According to all scales, employers' payment obligation increases to five to six months in the 20th year of employment. During this period, sick employees are entitled to wages as if they were working. Employers can release themselves from this payment obligation if certain formal and material conditions are fulfilled. The required agreement must be made in writing or included in a normal or collective labour agreement. In addition, a regulation deviating from Article 324a of the Code of Obligations must be at least equivalent for the employee. Equivalence is given in the case of (collective) daily sickness benefit insurance taken out by the employer for an employee if, in the event of the employee's incapacity to work, the insurance provides for daily benefits of 80% of the salary for 720 days within 900 consecutive days after a waiting period of a maximum of three days. In addition, employers must pay at least half of the insurance premium. Further, employees must have a direct right of claim against the insurer.

Contract clause is decisive

During a permissible waiting period of up to three days, an employee receives neither wages nor a daily allowance and thus risks losing their full wage for as long as their period of incapacity lasts. However, if an employee is unable to work for a long period, they can benefit from a daily allowance that is significantly longer than their entitlement to continued payment of wages. If the waiting period lasts longer than three days, employers must continue to pay wages as long as they are obliged to do so in accordance with Article 324a of the Code of Obligations or the court scales (at a maximum, until the daily sickness benefit insurance obligation becomes effective). For example, collective labour agreements in the hospitality industry stipulate that employers must pay 88% of the gross wage if a waiting period of no more than 60 days per year applies. If there is no formal agreement in the employment contract regarding the conclusion of daily allowance insurance for employees, they are entitled to continued payment of wages in the event of illness. In this case, a daily allowance to cover the employee's insurance will be deducted from the wage payment.

If daily sickness allowance insurance does not pay out a daily allowance in the event of a declared incapacity to work, employers are not obliged to make an advance payment to employees. An obligation to make an advance payment does not arise from the employer's duty of care, but may be agreed in an employment contract. Collective bargaining agreements in the hospitality industry stipulate that employers must advance the insurance benefits at the end of the month if the insured event has not yet been concluded. If employees do not use their direct right to claim the daily allowance, insurers will pay the daily allowance to the employer, which will forward it to the employee. Thus, employers act as the paying agent for insurers. If and to the extent that an employer does not pass on the daily allowance received, the insurer has not yet fulfilled its daily allowance obligation towards the employee.
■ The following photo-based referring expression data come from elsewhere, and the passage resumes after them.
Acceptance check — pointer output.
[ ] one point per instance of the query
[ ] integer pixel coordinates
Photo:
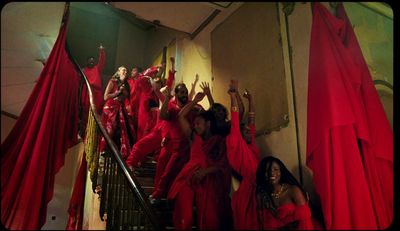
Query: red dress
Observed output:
(175, 151)
(349, 138)
(243, 158)
(115, 118)
(211, 196)
(94, 77)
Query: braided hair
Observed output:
(264, 187)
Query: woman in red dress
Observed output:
(268, 196)
(114, 117)
(205, 179)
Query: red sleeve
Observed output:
(102, 60)
(171, 78)
(239, 155)
(302, 214)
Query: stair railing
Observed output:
(117, 169)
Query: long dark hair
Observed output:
(264, 187)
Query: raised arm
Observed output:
(192, 90)
(108, 94)
(206, 89)
(238, 152)
(164, 107)
(171, 73)
(252, 109)
(235, 85)
(102, 58)
(184, 123)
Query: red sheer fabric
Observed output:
(349, 139)
(210, 195)
(35, 149)
(76, 203)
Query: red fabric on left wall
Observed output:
(35, 149)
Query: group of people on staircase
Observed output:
(202, 158)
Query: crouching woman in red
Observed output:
(268, 195)
(205, 179)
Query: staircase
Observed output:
(145, 174)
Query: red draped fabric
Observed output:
(77, 201)
(34, 151)
(349, 139)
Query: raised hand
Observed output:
(199, 97)
(232, 87)
(246, 94)
(205, 87)
(234, 84)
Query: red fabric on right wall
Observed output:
(349, 138)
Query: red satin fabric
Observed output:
(243, 158)
(211, 195)
(76, 203)
(175, 152)
(349, 139)
(34, 151)
(115, 118)
(149, 144)
(286, 214)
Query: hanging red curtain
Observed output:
(349, 139)
(34, 150)
(76, 204)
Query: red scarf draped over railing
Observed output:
(35, 149)
(349, 139)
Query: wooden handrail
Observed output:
(133, 182)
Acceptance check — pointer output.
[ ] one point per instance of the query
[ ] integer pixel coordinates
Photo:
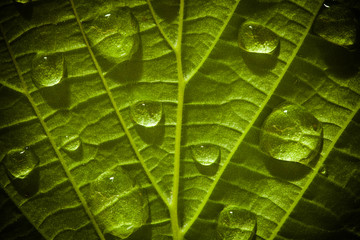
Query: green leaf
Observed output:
(177, 116)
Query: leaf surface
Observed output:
(211, 92)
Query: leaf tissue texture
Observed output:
(152, 111)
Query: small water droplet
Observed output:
(147, 114)
(118, 204)
(337, 25)
(205, 154)
(115, 35)
(294, 135)
(323, 171)
(47, 70)
(72, 143)
(235, 223)
(20, 163)
(256, 38)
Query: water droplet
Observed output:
(337, 25)
(294, 135)
(20, 163)
(47, 70)
(115, 35)
(256, 38)
(118, 203)
(235, 223)
(72, 143)
(205, 154)
(147, 114)
(323, 171)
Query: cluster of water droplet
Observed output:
(118, 203)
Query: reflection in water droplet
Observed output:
(336, 24)
(235, 223)
(20, 163)
(323, 171)
(118, 204)
(294, 135)
(206, 154)
(115, 35)
(47, 70)
(147, 114)
(256, 38)
(72, 143)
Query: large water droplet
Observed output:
(336, 24)
(20, 163)
(235, 223)
(115, 35)
(205, 154)
(47, 70)
(147, 114)
(256, 38)
(118, 204)
(290, 133)
(72, 143)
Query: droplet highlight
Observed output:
(235, 223)
(20, 163)
(323, 171)
(115, 35)
(290, 133)
(118, 204)
(47, 70)
(147, 114)
(72, 143)
(205, 154)
(337, 25)
(256, 38)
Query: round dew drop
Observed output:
(47, 70)
(115, 35)
(206, 154)
(290, 133)
(72, 143)
(147, 114)
(20, 163)
(256, 38)
(118, 204)
(235, 223)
As daily allowances, unlike wages, are not subject to compulsory social insurance, no deductions are made – namely, for old age, invalidity or unemployment insurance. However, contributions to mandatory pension funds are still due. The applicable regulations usually provide for a premium exemption only if the incapacity to work has lasted three months. While an employer's obligation to continue to pay wages under Article 324a the Code of Obligations ends with the termination of an employment relationship, an employee's entitlement to a daily allowance generally continues after their employment contract ends as long as their incapacity to work continues and the maximum benefit period has not been exhausted.